Acclimation

Shipped fish are highly stressed and do not acclimate as smoothly as local fish. Acclimation is key for survival of your fish. If these steps are not completed during acclimation, your fish will unlikely survive. 

I take quality control quite seriously and only send fish out that are feeding, active & tank hardened for several weeks. Therefore, In every instance where a fish has died within 24-48 hours, through customer feedback & discussion, improper acclimation has always been the cause.

Step 1. Place fish & bag water into an EMPTY/CLEAN tub

Step 2. Put prime & airstone. (Or any ammonia detoxifier)  Prime is very helpful due to ammonia detoxification. Due to carbon dioxide in the bag, the water is now very acidic. Once acidic water is exposed to air, ammonia toxicity increases by 10 fold causing more ammonia burn & stress to the animal killing them slowly. 

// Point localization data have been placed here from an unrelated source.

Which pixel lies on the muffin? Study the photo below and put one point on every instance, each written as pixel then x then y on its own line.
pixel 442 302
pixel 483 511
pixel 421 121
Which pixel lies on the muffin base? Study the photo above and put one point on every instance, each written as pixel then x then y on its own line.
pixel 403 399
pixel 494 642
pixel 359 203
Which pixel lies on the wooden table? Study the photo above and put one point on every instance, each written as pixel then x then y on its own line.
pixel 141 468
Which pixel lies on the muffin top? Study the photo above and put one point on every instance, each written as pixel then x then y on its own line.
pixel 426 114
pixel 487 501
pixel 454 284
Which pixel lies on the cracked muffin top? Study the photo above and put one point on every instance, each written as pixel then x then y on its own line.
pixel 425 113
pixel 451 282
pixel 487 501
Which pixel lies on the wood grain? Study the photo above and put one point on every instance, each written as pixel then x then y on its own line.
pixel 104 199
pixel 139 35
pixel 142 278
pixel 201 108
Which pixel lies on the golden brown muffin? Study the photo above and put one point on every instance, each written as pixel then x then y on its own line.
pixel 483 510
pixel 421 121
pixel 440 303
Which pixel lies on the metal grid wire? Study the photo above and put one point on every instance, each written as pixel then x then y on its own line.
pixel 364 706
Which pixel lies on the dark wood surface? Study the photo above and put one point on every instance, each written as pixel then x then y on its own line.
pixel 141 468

Step 3. Start drip acclimation using airline tubing. You may find videos of this online. Most videos will show the water dripping, however, please INSTEAD have a slow CONNECTED CONTINUOUS STREAM rather than dripping. Dripping is too slow and will not raise ph in time and will therefore shock your fish. (Will soon upload a demonstration). IF YOUR FISH IS BIG, PH DIFFERENCE OF THE SHIPPING BAG & YOUR TANK WILL BE HIGHER eg. Most of the times PH of shipping bag is 4. Your tank ph is usually around 8. From ph4 to ph8 you will need a longer time and also faster stream of water to get it all the way up to ph8. 

Good rule: Just check if ph and salinity of the shipping bag & your tank is the same before netting your fish in. 

Step 4. Drip acclimate for 1 hour WHILE scooping water out. As water doubles in volume, scoop out water until the water level is just above the fish’s head & repeat this process for the entire hour. 

Note: Do not exceed 1 hour for acclimation. Acclimations that last too long will kill the fish with decreased oxygen, stress from being in a container and elevated ammonia levels. Acclimation too short will also shock the fish as it was not given enough time to match your parameters.

Step 5. To make sure the fish is ready to enter the aquarium, test if salinity & ph in the acclimation tub matches the aquarium.

Step 6. Net fish into aquarium & discard all acclimation water. (Do not get any acclimation water inside the tank!!)

The key is to try get as much shipping water out & and the same time slowly letting the animal adjust to its new environment. Similar to giving a human baby a bath. It is less stressful for the baby to enter room temperature water then gradually adding hot water to make the water warmer rather than placing the baby straight into hot water.